Ahead of the 2019 European Parliament election, Cassano reached an agreement with Bruno Tabacci, the national President of More Europe, to include a candidate from Popular Apulia in the party lists for the southern constituency.

At the 2020 Apulian regional election, the party presented its candidates in the "Populars with Emiliano" list, together with exponents of the Democratic Centre and former members of AP and of UDC. The list scored 5.9% of the votes and got seven regional councilors. Furthermore, Stea reconfirmed his role as assessor in the regional government.

In August 2021, there was a political break between Cassano and Stea, which led Popular Apulia to split from the Populars (meanwhile structured as a full-fledged party and led by former senator Salvatore Ruggeri). On February 28, the component headed by Cassano (including Sergio Clemente, member of Popular Apulia) left the group of the Populars in the regional council to join a new group, named "For Apulia", remaining in the majority supporting Michele Emiliano.

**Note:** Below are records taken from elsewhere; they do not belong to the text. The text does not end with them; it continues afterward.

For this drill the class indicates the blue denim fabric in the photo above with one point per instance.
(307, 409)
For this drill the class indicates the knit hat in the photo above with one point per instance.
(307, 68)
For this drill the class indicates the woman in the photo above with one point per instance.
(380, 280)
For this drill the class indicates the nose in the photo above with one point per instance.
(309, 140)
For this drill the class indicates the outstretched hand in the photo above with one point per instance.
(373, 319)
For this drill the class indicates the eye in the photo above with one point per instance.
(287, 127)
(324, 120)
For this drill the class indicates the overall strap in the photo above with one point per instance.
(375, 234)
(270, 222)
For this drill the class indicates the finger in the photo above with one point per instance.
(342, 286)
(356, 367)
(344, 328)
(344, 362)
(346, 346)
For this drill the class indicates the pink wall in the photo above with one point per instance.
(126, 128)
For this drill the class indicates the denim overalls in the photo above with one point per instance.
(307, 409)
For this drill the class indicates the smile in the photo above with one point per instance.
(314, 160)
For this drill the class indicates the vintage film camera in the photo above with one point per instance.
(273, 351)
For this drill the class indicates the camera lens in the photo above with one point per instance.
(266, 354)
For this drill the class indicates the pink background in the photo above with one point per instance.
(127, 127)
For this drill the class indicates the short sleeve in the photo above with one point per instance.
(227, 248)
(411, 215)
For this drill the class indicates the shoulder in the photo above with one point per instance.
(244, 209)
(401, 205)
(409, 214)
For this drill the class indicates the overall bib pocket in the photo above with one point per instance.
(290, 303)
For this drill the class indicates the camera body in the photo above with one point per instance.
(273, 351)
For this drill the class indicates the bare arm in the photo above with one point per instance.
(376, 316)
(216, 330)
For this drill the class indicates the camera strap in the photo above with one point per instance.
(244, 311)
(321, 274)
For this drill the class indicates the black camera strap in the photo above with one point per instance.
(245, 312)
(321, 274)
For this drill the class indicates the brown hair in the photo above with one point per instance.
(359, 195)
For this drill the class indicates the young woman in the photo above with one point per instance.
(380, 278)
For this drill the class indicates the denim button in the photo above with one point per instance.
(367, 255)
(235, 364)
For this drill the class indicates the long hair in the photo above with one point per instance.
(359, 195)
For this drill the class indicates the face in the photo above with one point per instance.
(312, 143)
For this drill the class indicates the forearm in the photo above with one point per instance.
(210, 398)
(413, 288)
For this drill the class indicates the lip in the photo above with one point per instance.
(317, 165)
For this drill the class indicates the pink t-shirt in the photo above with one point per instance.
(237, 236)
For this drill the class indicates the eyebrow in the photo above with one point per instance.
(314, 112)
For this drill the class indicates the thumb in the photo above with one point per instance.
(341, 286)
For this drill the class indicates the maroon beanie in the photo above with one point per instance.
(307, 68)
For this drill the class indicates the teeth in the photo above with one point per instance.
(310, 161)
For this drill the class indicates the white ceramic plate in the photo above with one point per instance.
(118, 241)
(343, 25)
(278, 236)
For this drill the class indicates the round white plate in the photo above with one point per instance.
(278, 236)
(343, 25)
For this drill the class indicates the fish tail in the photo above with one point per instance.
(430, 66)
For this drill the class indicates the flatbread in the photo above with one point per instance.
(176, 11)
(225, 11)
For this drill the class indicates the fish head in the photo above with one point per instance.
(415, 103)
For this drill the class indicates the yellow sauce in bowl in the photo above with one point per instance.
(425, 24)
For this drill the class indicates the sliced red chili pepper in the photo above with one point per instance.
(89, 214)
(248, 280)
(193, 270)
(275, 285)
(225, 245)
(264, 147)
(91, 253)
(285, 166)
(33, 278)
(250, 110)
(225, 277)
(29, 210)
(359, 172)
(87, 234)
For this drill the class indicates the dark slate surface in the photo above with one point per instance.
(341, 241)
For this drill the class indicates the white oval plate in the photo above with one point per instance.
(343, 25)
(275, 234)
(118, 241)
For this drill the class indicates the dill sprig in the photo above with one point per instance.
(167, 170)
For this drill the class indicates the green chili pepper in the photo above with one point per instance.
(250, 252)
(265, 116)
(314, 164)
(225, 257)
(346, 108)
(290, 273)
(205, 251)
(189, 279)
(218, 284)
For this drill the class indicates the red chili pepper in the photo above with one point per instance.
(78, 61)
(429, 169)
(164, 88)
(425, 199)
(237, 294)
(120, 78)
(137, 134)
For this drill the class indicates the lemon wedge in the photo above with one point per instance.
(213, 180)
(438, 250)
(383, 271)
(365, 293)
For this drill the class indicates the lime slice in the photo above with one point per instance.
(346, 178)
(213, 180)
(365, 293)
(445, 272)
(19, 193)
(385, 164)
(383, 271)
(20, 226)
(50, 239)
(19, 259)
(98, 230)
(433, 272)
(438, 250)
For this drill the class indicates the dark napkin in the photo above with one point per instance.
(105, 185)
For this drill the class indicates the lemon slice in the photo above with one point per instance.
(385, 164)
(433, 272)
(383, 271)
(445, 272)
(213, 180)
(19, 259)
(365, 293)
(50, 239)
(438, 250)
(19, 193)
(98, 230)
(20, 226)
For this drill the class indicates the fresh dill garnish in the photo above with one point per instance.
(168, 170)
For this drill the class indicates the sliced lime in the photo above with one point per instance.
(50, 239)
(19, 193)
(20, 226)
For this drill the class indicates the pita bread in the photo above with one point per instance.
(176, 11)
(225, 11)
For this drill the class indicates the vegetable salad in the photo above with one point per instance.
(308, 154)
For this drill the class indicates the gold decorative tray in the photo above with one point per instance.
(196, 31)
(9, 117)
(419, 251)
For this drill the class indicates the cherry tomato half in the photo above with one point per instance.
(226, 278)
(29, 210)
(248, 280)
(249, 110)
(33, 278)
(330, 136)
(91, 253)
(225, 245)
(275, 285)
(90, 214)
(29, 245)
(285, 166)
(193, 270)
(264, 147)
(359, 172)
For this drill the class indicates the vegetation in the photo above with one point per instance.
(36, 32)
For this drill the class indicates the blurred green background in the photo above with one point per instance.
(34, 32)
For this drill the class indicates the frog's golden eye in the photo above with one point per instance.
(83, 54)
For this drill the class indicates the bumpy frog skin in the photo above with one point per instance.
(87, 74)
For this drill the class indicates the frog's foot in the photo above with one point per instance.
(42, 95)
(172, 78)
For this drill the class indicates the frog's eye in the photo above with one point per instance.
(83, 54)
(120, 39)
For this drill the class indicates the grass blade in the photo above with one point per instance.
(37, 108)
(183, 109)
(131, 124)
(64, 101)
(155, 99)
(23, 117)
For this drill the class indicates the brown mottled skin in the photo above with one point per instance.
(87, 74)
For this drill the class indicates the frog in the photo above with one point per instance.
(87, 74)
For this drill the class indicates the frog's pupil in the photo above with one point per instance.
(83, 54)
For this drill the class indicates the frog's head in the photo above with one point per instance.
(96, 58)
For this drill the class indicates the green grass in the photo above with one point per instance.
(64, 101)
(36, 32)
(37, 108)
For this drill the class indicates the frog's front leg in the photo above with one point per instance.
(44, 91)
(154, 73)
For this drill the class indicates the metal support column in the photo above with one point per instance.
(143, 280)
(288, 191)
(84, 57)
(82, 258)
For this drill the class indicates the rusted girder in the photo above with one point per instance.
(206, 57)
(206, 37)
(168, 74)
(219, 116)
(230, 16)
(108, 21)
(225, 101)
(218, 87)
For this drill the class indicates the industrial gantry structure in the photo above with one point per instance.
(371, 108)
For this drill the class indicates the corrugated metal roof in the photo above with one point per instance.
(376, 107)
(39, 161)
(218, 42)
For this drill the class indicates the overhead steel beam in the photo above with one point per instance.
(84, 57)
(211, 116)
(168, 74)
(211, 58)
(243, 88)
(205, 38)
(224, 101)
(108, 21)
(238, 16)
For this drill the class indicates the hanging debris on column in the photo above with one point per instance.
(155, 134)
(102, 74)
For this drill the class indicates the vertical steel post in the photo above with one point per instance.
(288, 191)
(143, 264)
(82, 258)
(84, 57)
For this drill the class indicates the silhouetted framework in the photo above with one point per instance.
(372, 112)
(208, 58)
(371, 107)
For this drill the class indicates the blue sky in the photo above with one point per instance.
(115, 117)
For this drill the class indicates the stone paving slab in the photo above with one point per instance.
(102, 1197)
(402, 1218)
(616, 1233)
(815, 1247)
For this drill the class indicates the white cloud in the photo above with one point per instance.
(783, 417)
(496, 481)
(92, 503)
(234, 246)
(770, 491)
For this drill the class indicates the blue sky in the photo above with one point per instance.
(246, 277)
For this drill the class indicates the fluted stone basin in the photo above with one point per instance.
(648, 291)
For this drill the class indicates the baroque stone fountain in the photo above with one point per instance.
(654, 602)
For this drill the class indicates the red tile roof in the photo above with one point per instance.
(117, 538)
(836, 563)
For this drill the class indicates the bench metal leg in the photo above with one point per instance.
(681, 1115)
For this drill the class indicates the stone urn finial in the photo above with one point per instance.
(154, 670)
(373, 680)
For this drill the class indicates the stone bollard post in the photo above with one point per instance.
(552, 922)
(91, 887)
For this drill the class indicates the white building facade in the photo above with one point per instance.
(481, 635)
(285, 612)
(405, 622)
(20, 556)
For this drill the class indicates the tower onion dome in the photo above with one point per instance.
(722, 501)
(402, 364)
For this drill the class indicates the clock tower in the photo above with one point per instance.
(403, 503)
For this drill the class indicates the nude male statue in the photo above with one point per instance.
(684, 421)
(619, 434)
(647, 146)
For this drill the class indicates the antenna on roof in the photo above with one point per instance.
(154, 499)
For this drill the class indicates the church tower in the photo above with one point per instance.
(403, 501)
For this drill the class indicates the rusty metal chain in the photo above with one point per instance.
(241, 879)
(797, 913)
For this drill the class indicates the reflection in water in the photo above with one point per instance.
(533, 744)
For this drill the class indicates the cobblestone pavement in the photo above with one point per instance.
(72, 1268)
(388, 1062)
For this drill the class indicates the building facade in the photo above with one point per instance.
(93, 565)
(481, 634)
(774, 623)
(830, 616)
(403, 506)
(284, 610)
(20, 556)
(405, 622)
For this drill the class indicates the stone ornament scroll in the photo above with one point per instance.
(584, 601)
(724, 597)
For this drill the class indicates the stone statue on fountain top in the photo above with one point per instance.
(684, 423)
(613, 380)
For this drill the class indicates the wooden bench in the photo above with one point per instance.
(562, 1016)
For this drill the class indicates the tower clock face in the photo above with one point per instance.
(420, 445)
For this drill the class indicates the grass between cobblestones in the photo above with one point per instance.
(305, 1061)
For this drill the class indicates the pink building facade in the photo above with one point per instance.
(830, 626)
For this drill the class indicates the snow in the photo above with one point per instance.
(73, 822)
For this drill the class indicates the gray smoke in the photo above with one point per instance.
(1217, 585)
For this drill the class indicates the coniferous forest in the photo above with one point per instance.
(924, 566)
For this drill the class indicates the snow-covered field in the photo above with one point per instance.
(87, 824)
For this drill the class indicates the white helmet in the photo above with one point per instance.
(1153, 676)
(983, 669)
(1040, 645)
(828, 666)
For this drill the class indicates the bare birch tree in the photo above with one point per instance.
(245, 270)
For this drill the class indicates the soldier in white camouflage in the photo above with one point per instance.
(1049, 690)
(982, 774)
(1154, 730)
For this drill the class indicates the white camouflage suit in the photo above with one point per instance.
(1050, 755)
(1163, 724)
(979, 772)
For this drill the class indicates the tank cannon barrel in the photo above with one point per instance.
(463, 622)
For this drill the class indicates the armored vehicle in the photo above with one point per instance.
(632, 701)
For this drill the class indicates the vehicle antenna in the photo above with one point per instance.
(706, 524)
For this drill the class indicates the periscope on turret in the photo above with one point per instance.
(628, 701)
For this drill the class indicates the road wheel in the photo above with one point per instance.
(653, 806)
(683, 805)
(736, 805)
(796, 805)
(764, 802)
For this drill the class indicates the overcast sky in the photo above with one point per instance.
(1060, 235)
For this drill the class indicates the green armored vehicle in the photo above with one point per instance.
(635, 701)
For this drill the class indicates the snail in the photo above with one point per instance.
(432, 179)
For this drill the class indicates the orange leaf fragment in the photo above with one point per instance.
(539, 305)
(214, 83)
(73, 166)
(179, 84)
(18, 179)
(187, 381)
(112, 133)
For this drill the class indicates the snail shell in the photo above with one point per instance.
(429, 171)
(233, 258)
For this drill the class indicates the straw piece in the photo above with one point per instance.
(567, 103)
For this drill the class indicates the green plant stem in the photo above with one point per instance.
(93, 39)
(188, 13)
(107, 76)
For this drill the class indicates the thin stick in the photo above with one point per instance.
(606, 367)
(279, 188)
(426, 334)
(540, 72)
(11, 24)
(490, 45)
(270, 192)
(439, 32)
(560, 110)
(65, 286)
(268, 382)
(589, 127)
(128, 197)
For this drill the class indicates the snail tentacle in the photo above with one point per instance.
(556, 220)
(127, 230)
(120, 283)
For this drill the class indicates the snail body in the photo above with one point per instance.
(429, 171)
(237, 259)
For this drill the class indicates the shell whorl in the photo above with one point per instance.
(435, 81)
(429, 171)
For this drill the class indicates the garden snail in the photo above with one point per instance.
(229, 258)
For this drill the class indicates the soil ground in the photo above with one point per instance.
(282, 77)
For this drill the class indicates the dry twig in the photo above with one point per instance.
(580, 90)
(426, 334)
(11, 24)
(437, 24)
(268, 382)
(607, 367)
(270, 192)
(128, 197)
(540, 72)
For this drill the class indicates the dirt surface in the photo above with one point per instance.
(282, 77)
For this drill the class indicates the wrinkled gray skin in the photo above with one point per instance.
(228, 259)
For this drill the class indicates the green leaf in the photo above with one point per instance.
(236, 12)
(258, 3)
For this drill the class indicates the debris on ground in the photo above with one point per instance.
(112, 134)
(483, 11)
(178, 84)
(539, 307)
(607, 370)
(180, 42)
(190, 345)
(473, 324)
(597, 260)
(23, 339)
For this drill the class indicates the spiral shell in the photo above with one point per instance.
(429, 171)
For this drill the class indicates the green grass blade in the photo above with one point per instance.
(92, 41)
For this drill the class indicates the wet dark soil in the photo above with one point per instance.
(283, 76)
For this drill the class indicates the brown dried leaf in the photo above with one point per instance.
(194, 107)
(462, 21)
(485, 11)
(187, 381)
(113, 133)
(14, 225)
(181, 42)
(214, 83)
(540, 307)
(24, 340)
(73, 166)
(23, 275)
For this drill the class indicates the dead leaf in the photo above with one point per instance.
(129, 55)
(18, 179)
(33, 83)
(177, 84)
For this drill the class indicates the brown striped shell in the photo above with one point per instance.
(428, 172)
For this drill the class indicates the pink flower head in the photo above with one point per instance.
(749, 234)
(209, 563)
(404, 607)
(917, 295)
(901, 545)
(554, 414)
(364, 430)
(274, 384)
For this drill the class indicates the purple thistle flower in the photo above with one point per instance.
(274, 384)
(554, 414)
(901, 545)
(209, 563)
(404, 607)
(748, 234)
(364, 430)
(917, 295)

On the occasion of the 2022 Italian general election, Popular Apulia joined the Action – Italia Viva list and Cassano was one of its candidates for the Chamber of Deputies in Apulia, without being elected.

In February 2023, Cassano announced the merger of Popular Apulia into the Union of the Centre and his return to the centre-right coalition. In September 2024, however, the affiliation with UdC was broken.

With a view to 2025 Apulian regional election, in August 2025 the party joined the League.